Charlie Warmington. Lagan Legacy.
As a former BBC journalist/executive producer etc. I thoroughly enjoyed every aspect of this programme. It was hugely educational, entertaining and informative. As someone currrently working in maritime heritage I found the arguments for and against each project intriguing. Only one tongue-in-cheek error! Surely our Titanic should have been mentioned in the three leading maritime icons!!! Though personally I call Titanic Belfast's weapon of mass DISTRACTION. The River Lagan launched thousands of famous ships and the world only remembers the one that sank!

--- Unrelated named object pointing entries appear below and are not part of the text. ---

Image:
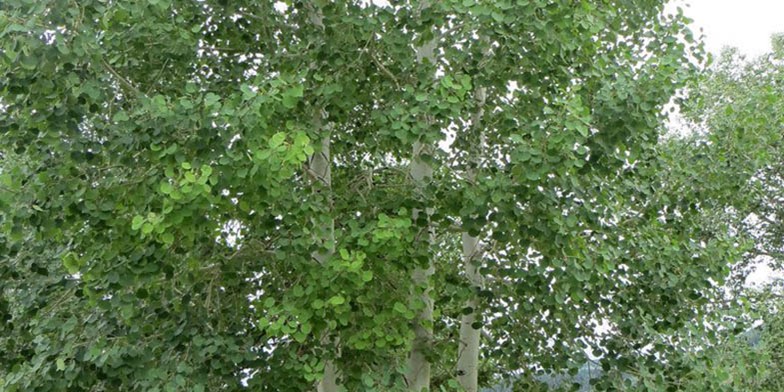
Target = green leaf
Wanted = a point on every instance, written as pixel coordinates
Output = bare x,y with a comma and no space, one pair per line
137,222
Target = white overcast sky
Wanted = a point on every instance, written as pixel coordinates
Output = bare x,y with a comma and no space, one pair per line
745,24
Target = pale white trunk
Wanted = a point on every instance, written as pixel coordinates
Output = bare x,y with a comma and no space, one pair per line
468,348
418,376
468,344
320,168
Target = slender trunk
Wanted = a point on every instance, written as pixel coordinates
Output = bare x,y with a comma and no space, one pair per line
418,376
320,167
468,344
468,347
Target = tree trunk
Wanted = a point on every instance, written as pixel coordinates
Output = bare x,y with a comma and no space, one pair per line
418,376
468,344
320,168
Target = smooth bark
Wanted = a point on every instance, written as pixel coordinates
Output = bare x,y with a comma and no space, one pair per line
468,344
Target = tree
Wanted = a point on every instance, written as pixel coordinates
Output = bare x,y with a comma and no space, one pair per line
198,193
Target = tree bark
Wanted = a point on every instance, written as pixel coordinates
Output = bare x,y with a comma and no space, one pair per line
468,344
320,168
418,375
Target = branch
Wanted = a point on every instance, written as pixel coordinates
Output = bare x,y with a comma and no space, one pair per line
120,78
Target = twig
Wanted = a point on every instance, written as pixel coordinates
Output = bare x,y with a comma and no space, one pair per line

Margaret Stevens, Hook Norton, Oxfordshire
I think the BFI is more important historically than the Cutty Sark. The original keel is not important, historians have seen it and recorded it, now a replica would satisfy the general public.The BFI on the other hand, give us a glimpes into the way people lived and gives us continuity. Those of us who lived through the30s, 40s and 50s, are reminded of how we lived, and younger people can see how it was. It can make us glad or sorry that life now is as it is. The films also give us a glimpse of the horrors of war and remind us that we should live in peace with our neighbours and other ethnic people.The Cutty Sark is a minute glimpse, the BFI give us a much wider view of society, not always authentic of course, but the majority of the Cutty Sark is not authentic

Diana Mackenzie - Edinburgh
I think the BF1 is more deserving of the money because it will be truly national and seen nationally, whereas the Cutty Sark is for the south east of England.

Tony Rowe (W Sussex)
I think the Cutty Sark was under-sold. Apart from the qualities discussed it has an important message for us today. It transported cargo round the world and it's carbon footprint was about zero. There were sailing ships which carried more but Cutty Sark represents the ultimate design for this type of ship. For this reason I think it deserves to be preserved as representative of world wide commerce and an inspiration for using natural resources.P.S.I like the BFI too.

Thom Gorst, Bath
I am currently researching into the ways in which we put value on maritime heritage, so I found this programme very interesting indeed. Despite my own involvement, I am sure the panel came to the right decision. However, I am not clear on the issue of authenticity: it was discussed at length with regards to the Cutty Sark - is it the real thing or not? - but the BFI archive was not subjected to the same scrutiny. Of course, the intellectual content of the films is priceless, but is it essential that the original negatives are preserved? Is the £30m going towards preserving the originals, or towards making digital copies? I would preserve the original Cutty Sark; but films can be replicated, so I would be happy to make copies.